ThermoQA Benchmark: 293 Problems Test LLMs on Thermodynamics

ThermoQA Benchmark Overview

ThermoQA is an open benchmark for engineering thermodynamics with 293 open-ended calculation problems across three tiers:

Tier 1: Property lookups (110 questions) — Example: "what is the enthalpy of water at 5 MPa, 400°C?"
Tier 2: Component analysis (101 questions) — Turbines, compressors, heat exchangers with energy/entropy/exergy calculations
Tier 3: Full cycle analysis (82 questions) — Rankine, Brayton, combined-cycle gas turbines

Ground truth comes from CoolProp (IAPWS-IF97). No multiple choice — models must produce exact numerical values.
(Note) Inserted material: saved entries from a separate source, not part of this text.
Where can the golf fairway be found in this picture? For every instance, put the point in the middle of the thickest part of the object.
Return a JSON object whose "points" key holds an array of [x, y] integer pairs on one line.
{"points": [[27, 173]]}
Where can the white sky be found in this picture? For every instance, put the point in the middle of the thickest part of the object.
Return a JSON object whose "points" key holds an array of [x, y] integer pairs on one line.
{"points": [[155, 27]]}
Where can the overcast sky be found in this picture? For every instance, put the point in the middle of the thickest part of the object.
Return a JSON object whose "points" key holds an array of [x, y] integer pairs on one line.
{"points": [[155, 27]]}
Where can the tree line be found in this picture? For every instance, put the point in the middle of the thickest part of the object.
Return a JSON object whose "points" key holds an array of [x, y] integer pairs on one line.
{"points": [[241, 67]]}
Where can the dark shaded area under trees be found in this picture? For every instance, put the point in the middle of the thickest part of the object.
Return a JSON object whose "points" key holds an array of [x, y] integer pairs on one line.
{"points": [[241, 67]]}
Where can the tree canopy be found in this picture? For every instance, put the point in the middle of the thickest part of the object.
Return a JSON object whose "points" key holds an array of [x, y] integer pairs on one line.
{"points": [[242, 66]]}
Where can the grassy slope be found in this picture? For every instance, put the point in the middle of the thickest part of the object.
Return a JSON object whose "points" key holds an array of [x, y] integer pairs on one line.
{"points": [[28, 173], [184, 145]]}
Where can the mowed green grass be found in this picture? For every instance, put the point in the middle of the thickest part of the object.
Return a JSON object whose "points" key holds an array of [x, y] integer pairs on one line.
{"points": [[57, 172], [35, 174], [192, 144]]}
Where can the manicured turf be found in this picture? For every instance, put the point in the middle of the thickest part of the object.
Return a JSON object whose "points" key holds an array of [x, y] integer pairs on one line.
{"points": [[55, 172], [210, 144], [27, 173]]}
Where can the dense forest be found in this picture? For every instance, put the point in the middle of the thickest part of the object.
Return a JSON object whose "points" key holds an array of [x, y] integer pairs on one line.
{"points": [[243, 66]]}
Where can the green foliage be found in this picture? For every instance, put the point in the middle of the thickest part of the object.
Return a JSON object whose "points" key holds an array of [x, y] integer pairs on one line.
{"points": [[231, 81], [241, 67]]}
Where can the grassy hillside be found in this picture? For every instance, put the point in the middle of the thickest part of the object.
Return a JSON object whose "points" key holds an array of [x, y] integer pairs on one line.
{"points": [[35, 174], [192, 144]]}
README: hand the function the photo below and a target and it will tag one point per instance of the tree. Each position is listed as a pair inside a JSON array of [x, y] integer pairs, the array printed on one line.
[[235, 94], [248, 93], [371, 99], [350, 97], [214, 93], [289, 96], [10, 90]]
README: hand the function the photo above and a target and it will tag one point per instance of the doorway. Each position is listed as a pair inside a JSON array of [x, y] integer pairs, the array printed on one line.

1. Claude Opus 4.6: Tier 1: 96.4%, Tier 2: 92.1%, Tier 3: 93.6%, Composite: 94.1%
2. GPT-5.4: Tier 1: 97.8%, Tier 2: 90.8%, Tier 3: 89.7%, Composite: 93.1%
3. Gemini 3.1 Pro: Tier 1: 97.9%, Tier 2: 90.8%, Tier 3: 87.5%, Composite: 92.5%
4. DeepSeek-R1: Tier 1: 90.5%, Tier 2: 89.2%, Tier 3: 81.0%, Composite: 87.4%
5. Grok 4: Tier 1: 91.8%, Tier 2: 87.9%, Tier 3: 80.4%, Composite: 87.3%
6. MiniMax M2.5: Tier 1: 85.2%, Tier 2: 76.2%, Tier 3: 52.7%, Composite: 73.0%

Rankings flip between tiers: Gemini leads Tier 1 (97.9%) but drops to #3 on Tier 3 (87.5%). Opus is #3 on lookups but #1 on cycle analysis, showing that memorizing steam tables ≠ reasoning.
Supercritical water breaks everything: 44.5 percentage point spread. Models memorize textbook tables but can't handle nonlinear regions near the critical point. One model gave h = 1,887 kJ/kg where the correct value is 2,586 kJ/kg — a 27% error.
R-134a is the blind spot: All models collapse to 44–63% on refrigerant problems vs 75–98% on water, showing training data bias.
Run-to-run consistency varies 10×: GPT-5.4 σ = ±0.1% on Tier 3 vs DeepSeek-R1 σ = ±2.5% on Tier 2.